It looks like it been renamed to ,, (i.e. two commas) from the text you copy and pasted. 

Use cd to change to the correct directory and then issue following command changing whatever to the name of the folder. 

mv ,, whatever

I do not know if there is a specific rename command in Linux I have always used to mv (move) command for this purpose.


----------



## Ian_m (Jan 9, 2001)

pmk said:


> It looks like it been renamed to ,, (i.e. two commas) from the text you copy and pasted.


Well spotted. When the mv'ed directory wasn't there, late last night, assumed it was "..". Obviously trying to re'mv it produces errors ie

mv .. logos

Where as

mv ,, logos

worked fine. Ta.


----------



## Paul555 (Mar 20, 2004)

aerialplug said:


> My guide (see sig file) is probably worth looking at.
> 
> The answer is yes and no, but mostly no.
> 
> ...


Thanks for that. Probably not worth the effort then. What's the chance of TiVO doing this themselves on a software download as some channels have logos (out of date)

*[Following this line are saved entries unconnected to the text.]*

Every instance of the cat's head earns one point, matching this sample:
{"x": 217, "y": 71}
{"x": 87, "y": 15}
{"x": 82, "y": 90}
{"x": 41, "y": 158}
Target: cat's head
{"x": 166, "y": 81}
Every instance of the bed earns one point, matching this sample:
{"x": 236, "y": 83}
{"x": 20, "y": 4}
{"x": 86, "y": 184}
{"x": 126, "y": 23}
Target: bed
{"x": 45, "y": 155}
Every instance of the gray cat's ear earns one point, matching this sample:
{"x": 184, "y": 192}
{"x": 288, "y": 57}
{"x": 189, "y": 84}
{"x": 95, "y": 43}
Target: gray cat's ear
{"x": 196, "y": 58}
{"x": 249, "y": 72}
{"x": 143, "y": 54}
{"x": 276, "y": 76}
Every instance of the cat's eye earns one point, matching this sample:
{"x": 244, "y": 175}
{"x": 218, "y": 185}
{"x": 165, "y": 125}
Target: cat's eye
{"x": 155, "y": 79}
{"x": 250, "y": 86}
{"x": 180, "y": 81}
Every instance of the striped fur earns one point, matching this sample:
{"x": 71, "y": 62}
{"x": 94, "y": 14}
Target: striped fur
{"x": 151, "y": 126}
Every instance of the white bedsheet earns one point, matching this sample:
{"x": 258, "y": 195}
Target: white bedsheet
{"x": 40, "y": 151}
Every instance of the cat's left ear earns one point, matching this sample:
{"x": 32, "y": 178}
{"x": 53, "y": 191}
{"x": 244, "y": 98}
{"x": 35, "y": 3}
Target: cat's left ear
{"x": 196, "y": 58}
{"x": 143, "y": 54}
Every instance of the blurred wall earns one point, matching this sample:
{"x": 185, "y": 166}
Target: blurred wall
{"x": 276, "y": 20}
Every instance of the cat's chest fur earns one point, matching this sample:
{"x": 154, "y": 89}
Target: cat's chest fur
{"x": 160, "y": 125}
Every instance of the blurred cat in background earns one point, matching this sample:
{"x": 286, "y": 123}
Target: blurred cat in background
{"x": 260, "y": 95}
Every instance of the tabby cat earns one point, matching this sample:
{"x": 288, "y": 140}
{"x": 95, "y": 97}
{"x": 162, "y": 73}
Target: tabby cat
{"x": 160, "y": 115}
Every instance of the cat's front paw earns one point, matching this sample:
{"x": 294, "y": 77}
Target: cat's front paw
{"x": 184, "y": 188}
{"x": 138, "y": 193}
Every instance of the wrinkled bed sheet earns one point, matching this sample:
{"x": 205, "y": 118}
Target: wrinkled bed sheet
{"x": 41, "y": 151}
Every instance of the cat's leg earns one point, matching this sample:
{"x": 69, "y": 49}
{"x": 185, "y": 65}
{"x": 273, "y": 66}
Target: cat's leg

I'm guessing probably zero but if enough people ask for it maybe?


----------



## pmk (Jan 1, 2002)

Simon, are you planning an update that includes CITV? TIA.


----------



## SimonMallion (May 10, 2004)

Hi pmk,
You can try the attached logos, but I haven't tested them on a real TiVo yet.


----------



## pmk (Jan 1, 2002)

Thanks these look good but for whatever reason TiVoWeb is refusing to let me associate logos for three channels CITV being one of them. I have tried rebooting but it makes no difference.


----------



## SimonMallion (May 10, 2004)

I think they should be renamed to: CHITV-s1-p1.png and CHITV-s2-p2.png, I had the same trouble too!!


----------



## pmk (Jan 1, 2002)

Simon, any chance of a Film4 logo? TIA.


----------